2021 COA 79
Colo. Ct. App.2021Background
- Arapahoe County DHS filed a dependency and neglect case in March 2018 concerning two children (ages three and one); father (F.S.) was not located and had outstanding warrants.
- The juvenile court adjudicated the children dependent and neglected and adopted a treatment plan for father requiring, among other things, that he clear his active warrants before participating in parenting time and complete a domestic-violence evaluation.
- The Department had a blanket policy prohibiting any parent with an outstanding warrant from receiving visitation services; father requested an exception but was denied.
- The Department moved to terminate father’s parental rights; following an evidentiary hearing the juvenile court terminated those rights in July 2020.
- The court of appeals reversed, holding the Department’s blanket ban on visitation because of outstanding warrants violated the reasonable-efforts requirement unless the juvenile court found visitation would be detrimental to the children’s health or safety; the court remanded with directions to modify the treatment plan and afford visitation absent safety concerns.
- The court also addressed (and rejected) father’s challenge to the domestic-violence component of his plan, concluding record evidence (mother’s reports) supported including that requirement.
Issues
| Issue | Plaintiff's Argument | Defendant's Argument | Held |
|---|---|---|---|
| Whether a county DHS may categorically bar parental visitation solely because of outstanding arrest warrants | DHS: Its policy justified barring visitation until warrants resolved; juvenile court approved plan | Father: Blanket ban violates §19-3-208 and denied required visitation services; must be case-by-case | Reversed: DHS may not adopt a blanket prohibition; juvenile court must find visitation detrimental to health/safety before denying face-to-face visits |
| Whether father’s challenge to reasonable efforts was forfeited for failure to object below | DHS/GAL: Father did not preserve the objection | Father: Miscarriage-of-justice exception should allow review | Court avoided strict preservation rule, invoked miscarriage-of-justice exception and reviewed the claim |
| Whether requiring a domestic violence evaluation in father’s plan was inappropriate | Father: No domestic-violence history; component unnecessary | DHS: Plan based on reported facts and criminal-history references; juvenile court approved | Held appropriate: record supported inclusion based on mother’s reports and alleged criminal history |
Key Cases Cited
- People in Interest of A.M. v.

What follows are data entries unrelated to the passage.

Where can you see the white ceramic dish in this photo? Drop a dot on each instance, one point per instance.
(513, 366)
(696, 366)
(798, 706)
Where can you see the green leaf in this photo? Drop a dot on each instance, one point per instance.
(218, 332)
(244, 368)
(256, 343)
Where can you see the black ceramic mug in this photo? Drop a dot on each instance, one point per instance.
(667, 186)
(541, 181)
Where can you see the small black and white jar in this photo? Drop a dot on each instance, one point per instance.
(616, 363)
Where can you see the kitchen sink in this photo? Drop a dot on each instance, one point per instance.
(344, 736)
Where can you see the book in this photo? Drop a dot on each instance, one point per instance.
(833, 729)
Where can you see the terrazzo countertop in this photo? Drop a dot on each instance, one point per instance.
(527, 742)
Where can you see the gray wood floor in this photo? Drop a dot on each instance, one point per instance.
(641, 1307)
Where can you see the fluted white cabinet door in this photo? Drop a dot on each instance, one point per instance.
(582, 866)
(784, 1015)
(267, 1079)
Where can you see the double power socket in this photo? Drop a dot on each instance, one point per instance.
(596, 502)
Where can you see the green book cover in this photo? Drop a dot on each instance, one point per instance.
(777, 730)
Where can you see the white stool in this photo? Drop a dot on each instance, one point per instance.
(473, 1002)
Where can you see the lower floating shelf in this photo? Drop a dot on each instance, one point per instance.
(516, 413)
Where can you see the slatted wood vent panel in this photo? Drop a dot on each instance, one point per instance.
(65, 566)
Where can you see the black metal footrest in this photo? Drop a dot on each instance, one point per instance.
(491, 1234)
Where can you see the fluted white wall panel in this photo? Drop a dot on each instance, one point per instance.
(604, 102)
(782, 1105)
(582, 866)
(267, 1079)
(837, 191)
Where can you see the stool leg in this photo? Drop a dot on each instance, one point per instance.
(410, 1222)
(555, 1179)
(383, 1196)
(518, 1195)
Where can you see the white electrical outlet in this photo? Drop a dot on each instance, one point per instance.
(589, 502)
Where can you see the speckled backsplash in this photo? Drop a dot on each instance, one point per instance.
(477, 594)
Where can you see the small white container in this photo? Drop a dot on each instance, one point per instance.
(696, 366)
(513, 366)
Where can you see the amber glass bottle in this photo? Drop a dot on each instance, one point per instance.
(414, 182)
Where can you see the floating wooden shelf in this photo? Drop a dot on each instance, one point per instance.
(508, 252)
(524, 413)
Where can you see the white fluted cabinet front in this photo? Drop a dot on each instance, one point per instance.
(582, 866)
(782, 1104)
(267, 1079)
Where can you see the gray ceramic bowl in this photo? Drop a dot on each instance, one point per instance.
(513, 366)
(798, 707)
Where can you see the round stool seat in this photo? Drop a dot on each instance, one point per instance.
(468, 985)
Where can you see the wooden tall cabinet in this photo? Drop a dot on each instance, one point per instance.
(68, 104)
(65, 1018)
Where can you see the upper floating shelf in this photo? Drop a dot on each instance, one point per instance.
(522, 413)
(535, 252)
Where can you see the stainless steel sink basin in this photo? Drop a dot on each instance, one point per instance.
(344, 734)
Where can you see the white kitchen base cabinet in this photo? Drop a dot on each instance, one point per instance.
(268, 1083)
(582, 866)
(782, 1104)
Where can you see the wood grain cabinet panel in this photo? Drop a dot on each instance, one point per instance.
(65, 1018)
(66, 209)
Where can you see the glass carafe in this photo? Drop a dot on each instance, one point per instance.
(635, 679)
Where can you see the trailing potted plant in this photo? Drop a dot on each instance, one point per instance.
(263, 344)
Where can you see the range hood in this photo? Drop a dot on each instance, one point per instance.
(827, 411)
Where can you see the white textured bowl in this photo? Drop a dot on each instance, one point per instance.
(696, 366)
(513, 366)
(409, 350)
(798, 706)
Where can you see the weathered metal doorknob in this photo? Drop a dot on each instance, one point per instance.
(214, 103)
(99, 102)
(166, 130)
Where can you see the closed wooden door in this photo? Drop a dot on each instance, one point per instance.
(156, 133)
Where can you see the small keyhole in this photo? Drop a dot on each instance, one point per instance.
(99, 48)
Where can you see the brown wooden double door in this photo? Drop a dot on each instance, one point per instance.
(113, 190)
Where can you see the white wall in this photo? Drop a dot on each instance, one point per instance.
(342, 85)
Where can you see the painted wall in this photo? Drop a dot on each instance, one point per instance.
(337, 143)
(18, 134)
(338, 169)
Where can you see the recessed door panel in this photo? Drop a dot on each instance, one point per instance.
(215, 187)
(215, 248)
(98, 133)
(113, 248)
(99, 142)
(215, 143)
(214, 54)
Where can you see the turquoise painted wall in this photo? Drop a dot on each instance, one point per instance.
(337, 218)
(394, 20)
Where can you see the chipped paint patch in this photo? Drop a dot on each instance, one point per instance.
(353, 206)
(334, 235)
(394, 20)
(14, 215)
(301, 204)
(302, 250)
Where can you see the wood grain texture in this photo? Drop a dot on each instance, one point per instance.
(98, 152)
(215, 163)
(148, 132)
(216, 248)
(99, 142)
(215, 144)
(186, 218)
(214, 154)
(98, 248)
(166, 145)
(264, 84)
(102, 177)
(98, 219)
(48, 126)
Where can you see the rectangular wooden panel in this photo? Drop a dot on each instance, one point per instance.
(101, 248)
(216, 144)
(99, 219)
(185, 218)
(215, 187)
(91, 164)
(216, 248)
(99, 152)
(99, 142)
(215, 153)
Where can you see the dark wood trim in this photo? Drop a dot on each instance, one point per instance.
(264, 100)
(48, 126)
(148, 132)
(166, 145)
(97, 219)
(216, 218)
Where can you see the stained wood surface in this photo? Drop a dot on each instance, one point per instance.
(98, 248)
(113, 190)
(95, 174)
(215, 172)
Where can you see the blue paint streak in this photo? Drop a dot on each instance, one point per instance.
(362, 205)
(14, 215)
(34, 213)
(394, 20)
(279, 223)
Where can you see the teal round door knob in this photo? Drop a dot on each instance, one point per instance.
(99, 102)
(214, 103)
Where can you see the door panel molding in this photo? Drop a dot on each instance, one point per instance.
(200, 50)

T.M., 480 P.3d 682 (Colo. 2021) (discusses mixed question of fact and law in termination reviews)
- People in Interest of A.A., 479 P.3d 57 (Colo. App. 2020) (reversing where department withheld visitation absent court finding of harm)
- People in Interest of S.N-V., 300 P.3d 911 (Colo. App. 2011) (reasonable-efforts requirement review and scope)
- People in Interest of D.P., 160 P.3d 351 (Colo. App. 2007) (holding preservation rule requiring objection to reasonable-efforts deficiencies)
- People in Interest of D.G., 140 P.3d 299 (Colo. App. 2006) (juvenile court must assess health and safety before delegating visitation limits to a department)
- People in Interest of B.C., 122 P.3d 1067 (Colo. App. 2005) (treatment-plan review focuses on court’s role assessing child safety)
- People in Interest of K.C., 685 P.2d 1377 (Colo. App. 1984) (visitation may not be denied without court approval or knowledge)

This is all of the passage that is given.